BTW- Congrats on the job!


----------



## Fort fireman

I can't speak with any authority on Corriente saddles since I don't have one. I've heard good things about them. As far as the style of saddle, I've had my butt spend time in alot of diffeent styles and have made some observations over the years. I have a roper and a wade personally and the wade is by far the most comfortable saddel I've ever spent time in. My roper has a padded seat but it is the typical flat seat without much of a pocket and isn't really comfortable. 
the pro's to it is it is built like a tank and really hard to break.
the cons- It isn't comfortable for any lenght of time in the saddle, Its heavy.

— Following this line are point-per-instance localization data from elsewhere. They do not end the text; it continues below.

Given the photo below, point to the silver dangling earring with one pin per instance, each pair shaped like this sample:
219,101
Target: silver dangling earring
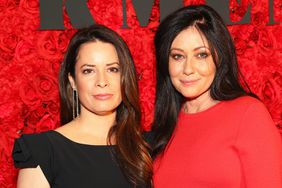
75,104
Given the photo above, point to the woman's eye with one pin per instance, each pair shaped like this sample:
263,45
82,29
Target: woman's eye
87,71
177,57
113,69
202,55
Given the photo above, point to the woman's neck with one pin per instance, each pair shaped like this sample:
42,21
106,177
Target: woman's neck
199,104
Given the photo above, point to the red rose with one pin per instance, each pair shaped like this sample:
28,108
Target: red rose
47,44
24,51
29,6
29,95
47,122
267,42
46,85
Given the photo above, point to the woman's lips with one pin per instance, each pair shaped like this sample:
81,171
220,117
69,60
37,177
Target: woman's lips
188,82
103,96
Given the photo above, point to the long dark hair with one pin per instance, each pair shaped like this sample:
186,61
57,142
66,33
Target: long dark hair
226,84
131,150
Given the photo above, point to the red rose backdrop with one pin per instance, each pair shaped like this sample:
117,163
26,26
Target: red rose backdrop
30,61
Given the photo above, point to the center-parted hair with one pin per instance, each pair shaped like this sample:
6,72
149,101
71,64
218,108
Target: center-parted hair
226,84
131,150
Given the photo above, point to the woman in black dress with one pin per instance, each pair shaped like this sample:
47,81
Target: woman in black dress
100,143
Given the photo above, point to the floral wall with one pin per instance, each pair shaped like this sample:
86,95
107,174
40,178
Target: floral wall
30,60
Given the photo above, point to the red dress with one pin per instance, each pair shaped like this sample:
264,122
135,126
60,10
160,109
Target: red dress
233,144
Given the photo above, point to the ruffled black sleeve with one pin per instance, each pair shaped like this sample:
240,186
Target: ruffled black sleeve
31,150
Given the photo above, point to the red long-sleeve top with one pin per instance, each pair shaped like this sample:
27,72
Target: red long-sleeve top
233,144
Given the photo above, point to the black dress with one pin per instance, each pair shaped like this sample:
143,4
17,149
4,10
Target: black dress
67,164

The pros of the wade. Comfortable, built sturdy, versitile, fits evry horse I've had it on.
cons- heavy

Trail saddle pros. Comfortable, lighter than the working type saddles
Cons- not very versitle. It is what it is.

Barrel saddles. You have one so you know the pluses and minusis to them.

I am partial to the working type saddles. that is just me but they just seem to fit a bigger niche and have more versitility to them. IMHO. 
I like the looks of the association saddles but haven't ever sat in one so I really can't give and opinion on that either. In my experience I do like a hard seat over padded which would seem counter intuitive but they just seem to sit better to me. Well I hope that helps a bit and enough rambling fromme. 

congrats on the new job.


----------



## MiniMom24

Your seat looks very sloped? Is it in person? I borrowed my friends barrel saddle to try out and I felt like the seat wasn't angled enough. It felt like I was in a reiner saddle or something. I like a high back seat and now I'm worried I won't like the seat. They look very high back in the pictures on their website, but my girlfriends wasn't. 



SarahStorms said:


> I LOVE LOVE LOVE my corriente saddle! It is the only saddle I could find that would fit my horse. I have the Association (love the rough out). The only thing I would do differently when I have to purchase another one is get a seat smaller... I comfortably ride in a 15" saddle (which I purchased) but with my corriente I feel like I would be better off in a 14".


----------



## SarahStorms

MiniMom24 said:


> Your seat looks very sloped? Is it in person? I borrowed my friends barrel saddle to try out and I felt like the seat wasn't angled enough. It felt like I was in a reiner saddle or something. I like a high back seat and now I'm worried I won't like the seat. They look very high back in the pictures on their website, but my girlfriends wasn't.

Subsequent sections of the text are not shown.